Doesn’t this just dish Colin Hines’ ideas?

I noted the FT reporting in an email last night that:

The US will “leapfrog” the rest of the world in the race for investment if it embraces contentious tax reforms stripping away advantages held by other countries, a top Republican congressman predicted as he battled scepticism about the plans. Kevin Brady told the FT that his proposal for an import tax was essential to putting the US on an equal footing, or ahead of, its peers. He added that he was on track to push through the plan this year.

Economic suicide notes were in fashion both sides of the pond yesterday.

Progressive protectionism is an economic suicide note now.

8 comments on “Doesn’t this just dish Colin Hines’ ideas?

  1. And elsewhere on his fatuous blog, he opines:

    In summary, more than 400 MPs voted last night for three things.
    The first was the shortest economic suicide note in our history.
    The second was the suicide note for our parliamentary democracy.
    The third was a suicide note for the UK: I simply cannot see it surviving this.

    The lack of proportion and rationality in that shrieking utterance is very adolescent.
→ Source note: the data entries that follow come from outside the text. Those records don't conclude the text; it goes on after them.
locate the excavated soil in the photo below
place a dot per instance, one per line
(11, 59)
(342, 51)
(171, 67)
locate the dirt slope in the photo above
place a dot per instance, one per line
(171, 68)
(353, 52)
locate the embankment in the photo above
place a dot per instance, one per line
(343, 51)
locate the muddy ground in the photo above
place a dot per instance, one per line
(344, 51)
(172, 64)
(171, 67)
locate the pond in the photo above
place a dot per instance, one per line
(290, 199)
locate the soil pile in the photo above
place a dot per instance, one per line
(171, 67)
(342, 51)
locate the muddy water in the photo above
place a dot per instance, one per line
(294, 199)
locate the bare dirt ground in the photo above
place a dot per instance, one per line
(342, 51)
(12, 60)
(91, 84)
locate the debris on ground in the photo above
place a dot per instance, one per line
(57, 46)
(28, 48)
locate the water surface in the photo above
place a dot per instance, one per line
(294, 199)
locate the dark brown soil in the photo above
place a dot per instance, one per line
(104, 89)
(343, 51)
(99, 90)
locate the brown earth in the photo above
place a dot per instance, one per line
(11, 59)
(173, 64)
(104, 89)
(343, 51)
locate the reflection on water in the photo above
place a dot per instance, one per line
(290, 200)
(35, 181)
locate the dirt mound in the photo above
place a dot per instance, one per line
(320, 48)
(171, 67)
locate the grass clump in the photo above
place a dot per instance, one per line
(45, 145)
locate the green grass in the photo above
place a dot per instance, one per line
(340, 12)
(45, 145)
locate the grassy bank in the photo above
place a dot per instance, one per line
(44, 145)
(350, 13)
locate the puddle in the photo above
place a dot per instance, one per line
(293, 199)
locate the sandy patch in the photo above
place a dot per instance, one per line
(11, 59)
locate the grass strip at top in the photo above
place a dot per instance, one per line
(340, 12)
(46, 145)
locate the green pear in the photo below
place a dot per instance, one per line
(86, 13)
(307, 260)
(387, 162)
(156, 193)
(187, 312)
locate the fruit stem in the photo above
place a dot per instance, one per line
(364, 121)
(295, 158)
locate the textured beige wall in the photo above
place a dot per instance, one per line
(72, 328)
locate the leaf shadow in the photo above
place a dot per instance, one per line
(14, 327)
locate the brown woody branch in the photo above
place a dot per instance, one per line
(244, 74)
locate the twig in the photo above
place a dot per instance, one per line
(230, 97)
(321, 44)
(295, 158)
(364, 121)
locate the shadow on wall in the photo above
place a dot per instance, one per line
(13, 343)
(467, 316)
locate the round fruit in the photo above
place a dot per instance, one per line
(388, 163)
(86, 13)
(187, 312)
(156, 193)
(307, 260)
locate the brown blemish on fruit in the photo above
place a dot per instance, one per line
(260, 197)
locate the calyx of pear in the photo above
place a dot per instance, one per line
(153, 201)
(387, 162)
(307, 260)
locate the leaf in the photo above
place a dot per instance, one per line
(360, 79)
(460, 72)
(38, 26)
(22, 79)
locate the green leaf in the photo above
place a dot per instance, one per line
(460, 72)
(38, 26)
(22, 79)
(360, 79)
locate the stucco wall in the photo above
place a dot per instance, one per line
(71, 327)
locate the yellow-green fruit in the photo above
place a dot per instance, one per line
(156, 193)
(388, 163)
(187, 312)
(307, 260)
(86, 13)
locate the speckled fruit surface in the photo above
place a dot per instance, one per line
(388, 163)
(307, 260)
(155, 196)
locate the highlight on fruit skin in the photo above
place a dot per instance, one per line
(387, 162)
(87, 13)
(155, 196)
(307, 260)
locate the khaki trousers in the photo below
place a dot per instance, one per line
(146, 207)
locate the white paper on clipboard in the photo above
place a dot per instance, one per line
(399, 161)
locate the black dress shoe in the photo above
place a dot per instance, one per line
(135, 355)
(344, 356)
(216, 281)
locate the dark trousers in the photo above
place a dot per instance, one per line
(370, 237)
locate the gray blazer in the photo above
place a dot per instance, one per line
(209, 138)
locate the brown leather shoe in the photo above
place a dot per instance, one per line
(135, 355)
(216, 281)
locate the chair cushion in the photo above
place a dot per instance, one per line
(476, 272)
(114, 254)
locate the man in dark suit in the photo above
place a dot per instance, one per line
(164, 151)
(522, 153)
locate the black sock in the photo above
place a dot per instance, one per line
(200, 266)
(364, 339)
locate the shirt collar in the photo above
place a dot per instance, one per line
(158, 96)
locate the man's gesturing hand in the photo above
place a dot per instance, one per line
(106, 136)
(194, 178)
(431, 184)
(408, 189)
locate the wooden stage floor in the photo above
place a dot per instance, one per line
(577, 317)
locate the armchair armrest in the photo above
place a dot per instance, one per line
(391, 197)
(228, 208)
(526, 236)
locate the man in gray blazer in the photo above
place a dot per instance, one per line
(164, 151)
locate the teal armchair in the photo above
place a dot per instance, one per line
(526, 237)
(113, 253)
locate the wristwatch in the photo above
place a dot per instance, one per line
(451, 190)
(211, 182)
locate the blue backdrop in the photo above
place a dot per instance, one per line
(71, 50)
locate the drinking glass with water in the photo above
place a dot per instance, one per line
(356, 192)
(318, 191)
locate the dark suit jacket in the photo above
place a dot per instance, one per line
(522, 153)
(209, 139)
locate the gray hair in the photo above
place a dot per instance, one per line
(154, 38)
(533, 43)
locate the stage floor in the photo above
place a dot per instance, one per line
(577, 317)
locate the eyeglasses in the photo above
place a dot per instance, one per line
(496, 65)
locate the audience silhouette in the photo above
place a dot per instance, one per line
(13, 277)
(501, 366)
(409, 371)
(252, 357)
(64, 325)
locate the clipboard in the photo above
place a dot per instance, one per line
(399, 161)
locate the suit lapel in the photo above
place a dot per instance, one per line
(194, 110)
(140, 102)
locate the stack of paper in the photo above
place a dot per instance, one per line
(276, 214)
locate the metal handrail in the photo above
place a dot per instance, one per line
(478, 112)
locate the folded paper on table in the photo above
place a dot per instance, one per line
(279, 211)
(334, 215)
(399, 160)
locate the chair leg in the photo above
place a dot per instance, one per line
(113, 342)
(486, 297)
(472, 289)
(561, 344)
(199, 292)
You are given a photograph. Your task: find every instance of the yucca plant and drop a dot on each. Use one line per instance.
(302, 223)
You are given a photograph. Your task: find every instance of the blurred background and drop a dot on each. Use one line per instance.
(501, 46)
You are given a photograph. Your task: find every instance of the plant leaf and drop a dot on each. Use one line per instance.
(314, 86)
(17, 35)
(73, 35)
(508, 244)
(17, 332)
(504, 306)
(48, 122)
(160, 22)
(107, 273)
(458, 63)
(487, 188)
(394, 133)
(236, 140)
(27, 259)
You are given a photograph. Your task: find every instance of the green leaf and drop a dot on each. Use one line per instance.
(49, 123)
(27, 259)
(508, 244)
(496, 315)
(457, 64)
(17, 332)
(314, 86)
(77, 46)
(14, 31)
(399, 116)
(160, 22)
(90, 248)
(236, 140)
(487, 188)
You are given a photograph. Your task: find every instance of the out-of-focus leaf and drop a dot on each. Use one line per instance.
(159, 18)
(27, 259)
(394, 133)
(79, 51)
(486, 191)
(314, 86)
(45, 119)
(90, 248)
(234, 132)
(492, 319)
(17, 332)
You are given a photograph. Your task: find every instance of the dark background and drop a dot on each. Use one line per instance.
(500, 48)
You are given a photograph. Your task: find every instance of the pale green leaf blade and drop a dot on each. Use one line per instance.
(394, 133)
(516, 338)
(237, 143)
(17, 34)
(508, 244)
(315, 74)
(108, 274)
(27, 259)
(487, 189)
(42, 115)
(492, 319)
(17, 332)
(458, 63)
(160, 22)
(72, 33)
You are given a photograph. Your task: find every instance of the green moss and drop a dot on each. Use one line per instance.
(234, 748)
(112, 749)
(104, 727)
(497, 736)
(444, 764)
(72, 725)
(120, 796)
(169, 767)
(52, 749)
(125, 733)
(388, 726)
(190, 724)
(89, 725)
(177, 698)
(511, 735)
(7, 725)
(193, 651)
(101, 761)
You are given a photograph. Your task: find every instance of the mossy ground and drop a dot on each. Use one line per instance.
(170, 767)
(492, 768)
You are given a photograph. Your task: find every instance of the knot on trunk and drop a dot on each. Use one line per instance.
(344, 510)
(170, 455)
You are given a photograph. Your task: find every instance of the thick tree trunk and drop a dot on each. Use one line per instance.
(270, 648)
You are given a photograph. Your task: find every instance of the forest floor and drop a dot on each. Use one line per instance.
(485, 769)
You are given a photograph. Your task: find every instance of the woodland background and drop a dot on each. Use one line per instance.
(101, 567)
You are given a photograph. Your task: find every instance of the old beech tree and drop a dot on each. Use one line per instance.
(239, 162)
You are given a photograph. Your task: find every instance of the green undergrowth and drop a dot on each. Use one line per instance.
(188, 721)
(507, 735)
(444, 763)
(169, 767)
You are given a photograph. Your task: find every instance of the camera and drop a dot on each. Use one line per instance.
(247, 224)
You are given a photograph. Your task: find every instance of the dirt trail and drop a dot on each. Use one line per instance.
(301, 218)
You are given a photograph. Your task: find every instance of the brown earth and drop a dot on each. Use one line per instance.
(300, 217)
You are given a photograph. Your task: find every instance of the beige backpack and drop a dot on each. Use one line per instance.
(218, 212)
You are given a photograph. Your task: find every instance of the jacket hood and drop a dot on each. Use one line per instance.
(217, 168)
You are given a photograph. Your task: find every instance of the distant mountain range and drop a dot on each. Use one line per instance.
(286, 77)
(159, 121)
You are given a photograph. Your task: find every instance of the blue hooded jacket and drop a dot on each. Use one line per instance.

Reminds me of Laurie Penny.

  2. So you are advocating import taxes now?

    Amazing what happens when a fascist in libertarian clothing gets elected.

  3. BiG

    No, I think Timmy was pointing out Ritchie flip-flopping on an issue – yet again. I didn’t twig at first either, but “progressive” got me there in the end.

  4. BiG

    I would refer you the Worstall post “The inernatonal Economist’. Murphy takes this se line of protectionism when Trump practices it: it’s economic suicide; and then sermonises on “protecting industries” and “jobs” when it is suggested external EU barriers should be dropped.

    Now I respect you far more than I do some others kn this blog, buy I feel I need to throw the question back on to you for once: where do you stand on protections? Or put another way: you live in Frankfurt; do you drink hot chocolate? You know, that stuff that doesn’t grow in Europe but, mysteriously, German companies find more cost-efficient to process domestically.

  5. The whole “the UK is doomed” thing is very odd. The last polling data I saw had more IndyRef yes voters changing their mind in the wake of the Brexit vote than no voters and there was kwss than 30% support for holding IndyRef2. Over at David Thompson’s blog there is a catchphrase “Lefties project” – I can’t help thinking that people who don’t want to be in a UK that isn’t part of the EU are projecting that attitude onto the Scots despite there being no evidence to support it.

  6. ‘“The second was the suicide note for our parliamentary democracy.”

    .
    ..

    What?’

    Makes perfect sense. Instead of doing their duty to do what’s right despite the demands of the mob as expressed in the brexit vote, they’re giving in to the mob, which means that the UK is now ruled by the mob rather than by parliament. Hence the end of parliamentary democracy.

    Now suppose the brexit vote went the other way and parliament voted the same way they did yesterday, overriding the mob, would Ritchie be celebrating the triumph of parliamentary democracy?